The closer I get to exams, the more food-oriented my blog titles become. I won’t lie, it has to do with the fact that I’m a big eater anyway, and so much more so when it comes to exams. Thankfully I still have Jillian Michaels to keep me thin.

The Boyfriend has observed that my food cravings are incredibly specific. Yesterday they included ham and cheese toasties, and oatmeal and raisin CHEWY (I can’t impress how important the texture is) cookies. Today I have worked my way through McDonalds Big Mac – which I 100% do not advertise to anyone, because I thoroughly dislike them as a corporation, but I cannot help myself from craving their hamburgers – chocolate and cherry milkshake and cheese and bacon filled potato skins, up to now.

Which is stupid, because Moroccan food is so amazing. Tagine is one of my favourite dishes, and is typically beef or chicken with a vegetable, slow cooked until very tender and then just served in it’s own sauce with bread. Aside from various tagines, Moroccans are famed for Harira soup (which I am daily informed isn’t soup, even though that is the only possible description) couscous with assorted vegetables and amazing sweetened onions or pumpkin (which Madame Halima insists on calling ‘l’alloween’) and khlia, which is salted, potted meat, which is a decent Muslim equivalent of bacon, served fried up with eggs.

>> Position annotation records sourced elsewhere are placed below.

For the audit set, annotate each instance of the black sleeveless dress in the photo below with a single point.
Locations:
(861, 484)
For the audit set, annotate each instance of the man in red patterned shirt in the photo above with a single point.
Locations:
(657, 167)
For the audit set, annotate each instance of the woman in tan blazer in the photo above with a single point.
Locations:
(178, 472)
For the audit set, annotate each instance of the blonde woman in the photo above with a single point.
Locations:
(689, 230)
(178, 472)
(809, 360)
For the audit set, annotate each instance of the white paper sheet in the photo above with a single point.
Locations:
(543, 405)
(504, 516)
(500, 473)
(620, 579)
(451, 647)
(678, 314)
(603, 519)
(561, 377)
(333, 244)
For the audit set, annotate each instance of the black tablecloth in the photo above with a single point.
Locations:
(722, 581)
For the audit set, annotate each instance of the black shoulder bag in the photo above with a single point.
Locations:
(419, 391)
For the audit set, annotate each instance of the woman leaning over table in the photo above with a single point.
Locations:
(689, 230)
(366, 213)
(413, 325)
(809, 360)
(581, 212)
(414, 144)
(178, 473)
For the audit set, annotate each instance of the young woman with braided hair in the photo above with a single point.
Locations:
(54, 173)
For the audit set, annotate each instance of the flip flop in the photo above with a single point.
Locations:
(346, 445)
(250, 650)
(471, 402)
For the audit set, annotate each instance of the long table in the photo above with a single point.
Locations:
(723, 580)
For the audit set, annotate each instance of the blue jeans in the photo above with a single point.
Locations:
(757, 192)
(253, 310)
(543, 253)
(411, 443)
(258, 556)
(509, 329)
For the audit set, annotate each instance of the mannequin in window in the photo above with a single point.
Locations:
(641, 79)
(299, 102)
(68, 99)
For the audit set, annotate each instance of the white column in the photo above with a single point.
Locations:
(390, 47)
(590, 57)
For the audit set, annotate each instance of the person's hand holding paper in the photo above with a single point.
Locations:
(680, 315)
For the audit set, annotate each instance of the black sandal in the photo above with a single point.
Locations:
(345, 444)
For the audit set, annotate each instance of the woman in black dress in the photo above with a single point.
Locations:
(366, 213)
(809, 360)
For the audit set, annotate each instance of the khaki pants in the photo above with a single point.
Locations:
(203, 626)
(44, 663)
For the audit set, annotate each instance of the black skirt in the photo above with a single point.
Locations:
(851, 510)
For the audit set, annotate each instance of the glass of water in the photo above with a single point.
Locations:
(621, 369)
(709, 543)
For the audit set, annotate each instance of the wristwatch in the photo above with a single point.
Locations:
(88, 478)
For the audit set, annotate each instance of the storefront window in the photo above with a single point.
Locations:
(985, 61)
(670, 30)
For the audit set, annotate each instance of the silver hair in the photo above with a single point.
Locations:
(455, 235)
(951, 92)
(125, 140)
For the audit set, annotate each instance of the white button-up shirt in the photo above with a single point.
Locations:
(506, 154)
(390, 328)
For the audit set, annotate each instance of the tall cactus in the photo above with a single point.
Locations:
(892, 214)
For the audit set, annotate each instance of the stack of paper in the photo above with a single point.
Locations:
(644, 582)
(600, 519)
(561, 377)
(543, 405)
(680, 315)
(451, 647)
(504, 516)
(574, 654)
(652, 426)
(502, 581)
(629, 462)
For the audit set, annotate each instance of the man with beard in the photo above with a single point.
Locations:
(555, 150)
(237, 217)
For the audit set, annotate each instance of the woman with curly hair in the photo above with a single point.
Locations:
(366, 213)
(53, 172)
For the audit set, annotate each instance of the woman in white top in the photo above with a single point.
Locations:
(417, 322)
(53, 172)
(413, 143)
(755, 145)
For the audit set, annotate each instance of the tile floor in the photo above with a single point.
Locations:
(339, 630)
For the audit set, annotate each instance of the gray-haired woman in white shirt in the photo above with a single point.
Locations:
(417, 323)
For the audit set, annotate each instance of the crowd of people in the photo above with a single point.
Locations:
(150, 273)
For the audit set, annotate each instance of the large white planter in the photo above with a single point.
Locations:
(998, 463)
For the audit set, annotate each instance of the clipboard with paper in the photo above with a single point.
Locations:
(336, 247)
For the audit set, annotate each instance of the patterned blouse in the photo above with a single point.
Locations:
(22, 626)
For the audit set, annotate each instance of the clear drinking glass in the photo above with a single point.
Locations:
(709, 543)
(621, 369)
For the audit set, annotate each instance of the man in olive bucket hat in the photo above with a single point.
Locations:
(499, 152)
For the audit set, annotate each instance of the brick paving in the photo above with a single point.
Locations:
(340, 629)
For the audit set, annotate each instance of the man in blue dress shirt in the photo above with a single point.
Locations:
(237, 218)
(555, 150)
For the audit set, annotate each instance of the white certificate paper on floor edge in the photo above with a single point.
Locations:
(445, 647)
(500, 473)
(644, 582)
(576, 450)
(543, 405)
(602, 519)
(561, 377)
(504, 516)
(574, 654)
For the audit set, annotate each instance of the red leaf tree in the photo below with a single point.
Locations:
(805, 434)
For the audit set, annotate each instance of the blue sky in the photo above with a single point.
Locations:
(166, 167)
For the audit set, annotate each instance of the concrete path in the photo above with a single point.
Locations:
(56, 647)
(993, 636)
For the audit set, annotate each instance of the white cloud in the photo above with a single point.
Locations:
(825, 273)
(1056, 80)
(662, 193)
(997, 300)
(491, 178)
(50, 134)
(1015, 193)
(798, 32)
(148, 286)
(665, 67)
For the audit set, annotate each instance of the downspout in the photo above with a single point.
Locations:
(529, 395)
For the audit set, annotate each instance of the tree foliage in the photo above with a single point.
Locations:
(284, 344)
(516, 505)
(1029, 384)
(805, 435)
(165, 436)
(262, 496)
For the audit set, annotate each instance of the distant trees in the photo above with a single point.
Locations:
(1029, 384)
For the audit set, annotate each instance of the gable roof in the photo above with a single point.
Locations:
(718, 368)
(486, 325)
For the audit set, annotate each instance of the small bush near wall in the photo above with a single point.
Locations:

Also, it’s the season for amazing fruit. By which I mean the entire year is full of amazing fruit. Which brings me to the picture at the top. Because, you see, when Mr Aziz inquired as to how you say ‘Watermelon’ in English I told him. To which he literally replied ‘Ceci n’est pas un melon d’eau’. And if you’re both a linguist and a geek, you will totally understand.